Add more spotbugs checks
This site is the new docs site currently being tested. For the actual docs in use please go to https://www.jenkins.io/doc. |
The Jenkins plugin pom enables static analysis with spotbugs. Plugin maintenance can be improved in some cases by increasing the depth of spotbugs analysis.
Create a branch
In a local copy of your fork of the plugin repository create a git branch for your work with the command:
git checkout -b {task-identifier} master
Increase spotbugs checks
To increase the spotbugs analysis checks, add the spotbugs properties entries in the properties section of the pom.xml
file:
<properties>
<spotbugs.effort>Max</spotbugs.effort>
<spotbugs.threshold>Low</spotbugs.threshold>
</properties>
Review and fix spotbugs warnings
When the spotbugs analysis checks are increased, they often report new issues that need to be resolved or suppressed.

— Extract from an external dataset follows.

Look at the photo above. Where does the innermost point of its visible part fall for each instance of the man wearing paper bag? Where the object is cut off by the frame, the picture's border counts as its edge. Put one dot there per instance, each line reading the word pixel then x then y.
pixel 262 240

Spotbugs checks are included in the Apache Maven verify
step.
Run the spotbugs analysis checks as part of the Apache Maven verify
step with the command:
mvn clean -DskipTests verify
It is generally preferred to fix a spotbugs warning rather than suppress the warning message.
However, in those cases where a spotbugs message is incorrect or is infeasible to fix, it can be suppressed with the SuppressFBWarnings
annotation.
A suppression might look like this:
import edu.umd.cs.findbugs.annotations.SuppressFBWarnings;
/* ... preceding a method that returns a Boolean and may return null */
@SuppressFBWarnings(
value = "NP_BOOLEAN_RETURN_NULL",
justification = "Null return indicates others should evaluate further")
Add a spotbugs exclusions file (if needed)
Sometimes the number of spotbugs exclusions make it inconvenient or tedious to place the exclusions in the source files. In those cases, a spotbugs exclusions file can be used to list the spotbugs warnings that are being excluded and the classes, methods, and fields involved.
A good example of the spotbugs exclusions file and its configuration is available from Jenkins core.
See the src/spotbugs/excludesFilter.xml source file for examples.
The exclusions in the filter file are enabled automatically with recent versions so long as the exclusion file is named src/spotbugs/excludesFilter.xml
.
An example excludes filter file is also included here:
<?xml version="1.0"?>
<FindBugsFilter>
<!--
Exclusions in this section have been triaged and determined to be
false positives.
-->
<!--
Here lies technical debt. Exclusions in this section have not yet
been triaged. When working on this section, pick an exclusion to
triage, then:
- Add a @SuppressFBWarnings(value = "[...]", justification = "[...]")
annotation if it is a false positive. Indicate the reason why
it is a false positive, then remove the exclusion from this
section.
- If it is not a false positive, fix the bug, then remove the
exclusion from this section.
-->
<Match>
<Or>
<And>
<Bug pattern="ES_COMPARING_PARAMETER_STRING_WITH_EQ"/>
<Class name="io.jenkins.plugin.example.ExampleAction"/>
</And>
<And>
<Bug pattern="DM_BOXED_PRIMITIVE_FOR_PARSING"/>
<Class name="io.jenkins.plugin.example.SomeFeature"/>
</And>
</Or>
</Match>
</FindBugsFilter>
Create a pull request
Commit that change:
git add {modified-files}
git commit -m "{task-description}"
Push the change to GitHub:
git push origin --set-upstream {task-identifier}
Total 0 (delta 0), reused 0 (delta 0), pack-reused 0 remote: remote: Create a pull request for '{task-identifier}' on GitHub by visiting: remote: https://github.com/user/your-plugin/pull/new/{task-identifier} remote: To github.com:user/your-plugin.git * [new branch] {task-identifier} -> {task-identifier} Branch '{task-identifier}' tracking remote branch '{task-identifier}'.
Notice that the output of the command includes the URL, which can be used to open a pull request. Copy that URL in your web browser and submit a pull request.